Retrieving the list of references to an object in Python

Question

All:

a = 1
b = a
c = b

Now I want to get a list of object 1 tagged, which is [a, b, c]. How could I do this?

Answer 1

What you're asking isn't very practical and isn't possible. Here's one crazy way of doing it:

>>> a = 1
>>> b = a
>>> c = b
>>> locals()
{'a': 1, 'c': 1, 'b': 1, '__builtins__': <module '__builtin__' (built-in)>, '__package__': None, '__name__': '__main__', '__doc__': None}
>>> [key for key, value in locals().items() if value == 1]
['a', 'c', 'b']
>>> globals()
{'a': 1, 'c': 1, 'b': 1, '__builtins__': <module '__builtin__' (built-in)>, '__package__': None, '__name__': '__main__', '__doc__': None}
>>> [key for key, value in globals().items() if value == 1]
['a', 'c', 'b']

Answer 2

It is not possible to find all references to a given object in Python. It is not even possible to find all objects or all references in Python. (The CPython function gc.get_objects does this, but it is not portable across Python implementations.)

You can use dir() or locals() to find all variables that exist at some scope in the program. But if objects have been defined in other places, you could miss them with this method.

Answer 3

First of all in C, "=" is a value assignment and does not create a reference. More specifically when you write a=b=1 what happens is this.

(1) b=1 gets evaluated, assigns 1 to b and then returns 1, so the expression becomes a=1

(2) a=1 gets evaluated, assigns 1 to b and then returns 1 which is not used anywhere.
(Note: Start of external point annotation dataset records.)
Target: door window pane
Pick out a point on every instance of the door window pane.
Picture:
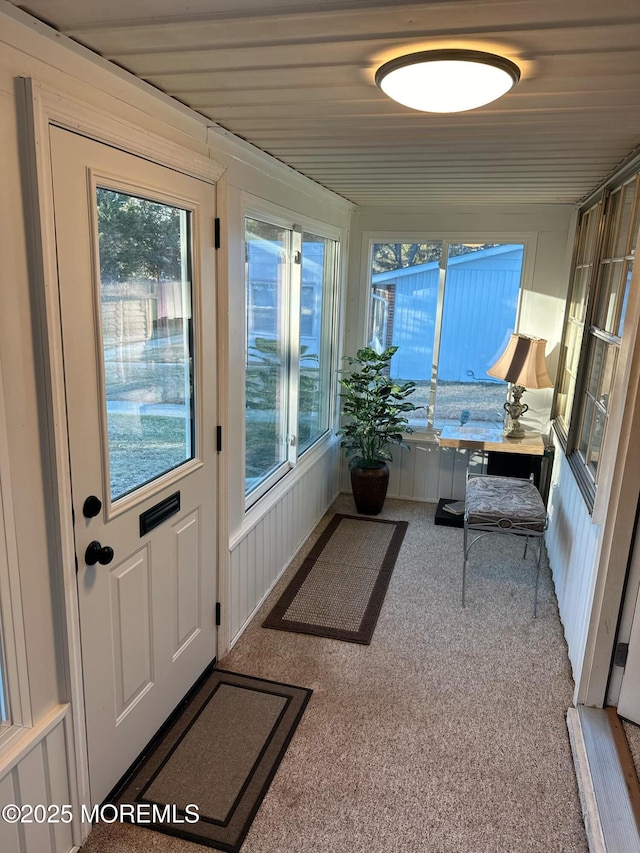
(145, 299)
(314, 382)
(267, 247)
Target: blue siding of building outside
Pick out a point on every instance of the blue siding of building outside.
(479, 314)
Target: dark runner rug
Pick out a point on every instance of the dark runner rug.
(216, 760)
(339, 589)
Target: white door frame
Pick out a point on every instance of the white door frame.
(41, 107)
(615, 509)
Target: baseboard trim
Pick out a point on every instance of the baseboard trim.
(604, 794)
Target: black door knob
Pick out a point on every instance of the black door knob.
(91, 507)
(95, 553)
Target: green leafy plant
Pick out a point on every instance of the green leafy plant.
(375, 408)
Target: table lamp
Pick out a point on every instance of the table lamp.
(523, 365)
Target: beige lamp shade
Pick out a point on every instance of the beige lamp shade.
(523, 363)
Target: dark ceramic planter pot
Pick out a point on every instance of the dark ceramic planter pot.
(369, 487)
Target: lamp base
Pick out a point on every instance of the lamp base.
(514, 409)
(516, 431)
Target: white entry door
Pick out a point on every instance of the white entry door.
(136, 270)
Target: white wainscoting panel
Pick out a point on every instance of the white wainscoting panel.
(258, 559)
(573, 544)
(39, 775)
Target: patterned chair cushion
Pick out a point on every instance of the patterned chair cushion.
(506, 503)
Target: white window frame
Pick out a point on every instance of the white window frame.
(12, 638)
(256, 208)
(370, 238)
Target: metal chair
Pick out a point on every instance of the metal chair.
(503, 505)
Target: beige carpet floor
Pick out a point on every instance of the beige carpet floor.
(446, 735)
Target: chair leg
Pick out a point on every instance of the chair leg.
(464, 562)
(535, 599)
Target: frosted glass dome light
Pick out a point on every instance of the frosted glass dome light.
(447, 81)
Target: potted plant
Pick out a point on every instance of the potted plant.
(375, 408)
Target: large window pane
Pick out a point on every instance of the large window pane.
(480, 305)
(145, 297)
(450, 320)
(318, 272)
(405, 283)
(267, 249)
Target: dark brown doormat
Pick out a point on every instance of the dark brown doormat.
(216, 760)
(339, 589)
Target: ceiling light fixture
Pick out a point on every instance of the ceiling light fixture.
(447, 81)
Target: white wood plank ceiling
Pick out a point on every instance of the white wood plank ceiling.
(295, 78)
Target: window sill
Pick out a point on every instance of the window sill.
(264, 504)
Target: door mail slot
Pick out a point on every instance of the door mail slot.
(160, 512)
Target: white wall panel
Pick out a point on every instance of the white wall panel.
(258, 558)
(573, 544)
(38, 775)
Then a=1 changes only a as expected.

In python things are a bit more complicated as every variable is a reference, but it treats numbers differently because they are immutable. In short when you write a=1 and b=1, then a is b returns True. But changing one will not change the other.

This however does not happen with objects, with them a reference works as expected. So if you want to do what you describe maybe you should define a new object that holds the value you want and assign this to a variable.

Answer 4

Look at pyjack. Its replace_all_refs function seems to work pretty well to replace all references to an object. Note: Doesn't work well with string objects.

Answer 5

As you can see, it's impossible to find them all.

>>> sys.getrefcount(1)
791
>>> sys.getrefcount(2)
267
>>> sys.getrefcount(3)
98

Answer 6

I think you might be interested in objgraph. It allows you to traverse the object graph in memory, or dump a PNG of your object graph. It's useful for debugging memory leaks.

See this page: http://mg.pov.lt/objgraph/